For this, I observe that the first part of the function is always increasing. Since it is not mentioned that the given function is continuous, and moreover the second function is continuously decreasing, hence I need to ensure that the value of the second function at x = 1 is less than the value of the first function at x = 1.
Am I correct? Or is there any flaw in my argument since I am getting the wrong answer according to my book.

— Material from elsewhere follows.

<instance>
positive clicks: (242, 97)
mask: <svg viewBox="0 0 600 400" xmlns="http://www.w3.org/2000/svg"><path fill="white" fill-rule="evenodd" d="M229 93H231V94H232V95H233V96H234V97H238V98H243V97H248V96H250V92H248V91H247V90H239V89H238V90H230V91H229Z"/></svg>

You need to see the behavior of the function when $x<1$ and when $x>1$. Observe the following case:
Note that for $x<1$, we have $f'(x) = 3x^{2} - 2x + 10$ which is strictly increasing and thus for any $x<1$, we know that $f(x)<f(1)$.
Now, for $x>1$, we know that $f'(x) = -2$ and therefore $f$ is strictly decreasing for any $x>1$.
Hence, the only possible solution for $f$ to have a maximum value is no other than $x=1$. However, from your definition, we know that $f(1)= 5 = -2+ \log_{2}(b^{2}-2)$. Therefore, you can get the result (by straightforward calculation) that either $b=\sqrt{130}$ or $b=-\sqrt{130}$.
I leave the detail of why $f'(x)$ is strictly increasing when $x<1$ but is strictly decreasing when $x>1$ as an exercise for you. The rest of the calculation is also easy so I am sure you can do it.